Old thread/post I know, stumbled across it whilst looking where to post a x-ref for http://murga-linux.com/puppy/viewtopic. ... 78#1039578
You can have multiple clients served from a single nbd server instance - provided you're content to use copy on write, where each user sees the same unchanging base set of files, but can individually edit those files and the changes are stored in separate diff files (copy on write). Like a sfs layered setup where the changes are lost at shutdown/disconnect and each user/client only sees their changes.

Yes the server would have to have a instance for each user if changes were desired to be saved back onto the server system. But if changes were stored locally then the server can be just a single instance.

Consider for example where I create a sfs of a documents folder on my server box 192.168.1.5

cd /mnt/sda1
mksquashfs docs docs.sfs -b 4096

Using a block size of 4K here as that's the minimum for mksquashfs whilst its the maximum for nbd.

I then serve that up using nbd

nbd-server 9000 /mnt/sda1/docs.sfs -c -C /dev/null

On a client I use nbd-client to link that server process to a device

nbd-client 192.168.1.5 9000 /dev/nbd0

and then mount that sfs

mkdir /tmp/sfs
mount /dev/nbd0 /tmp/sfs

and create a aufs structure for that so changes can be recorded
mkdir /root/changes
mkdir /tmp/top
mount -t aufs -o br=/root/changes:/tmp/sfs none /tmp/top

So when I open rox on /tmp/top and make changes to files there (sfs content), the changes are stored in /root/changes (which here I assume remains persistent, so prior changes remain available after reboot).

When done, I umount /tmp/top and /tmp/sfs ... and if later I re-establish that then the prior changes will still be available in /root/changes i.e. all changes are being recorded on the local system.
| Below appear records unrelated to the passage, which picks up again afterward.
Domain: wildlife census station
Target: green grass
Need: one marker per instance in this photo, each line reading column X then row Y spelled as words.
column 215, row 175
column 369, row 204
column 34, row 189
Multiple users can use a similar arrangement on their box, all sharing the single core sfs, but each user having their own changes stored locally.

Only if I want those changes being stored back on the server would instead another nbd-server port be required, one for each user, in order to store the changes folder content on the server. But equally that could be via a sftp, scp or other transfer method.

In practice, there's not much point in actually serving up a main sfs on the server, the only benefit is that being compressed files will be quicker to read across the LAN. If a actual volume, or file filesystem is served along with copy-on-write, then that's the same as being read only anyway. And a file filesystem or actual volume is easier to update compared to having to unsquashfs, make the changes and mksquashfs a new version of sfs in order to update it. Whichever is used, the main core documents will be safe from the likes of being wiped out or modified by ransomware as they're read only and on a another box, only the changes (such as /root/changes folder content) might be destroyed/encrypted/changed, but so equally might those changes be destroyed/encrypted/changed if they were being stored in a rw folder on the server.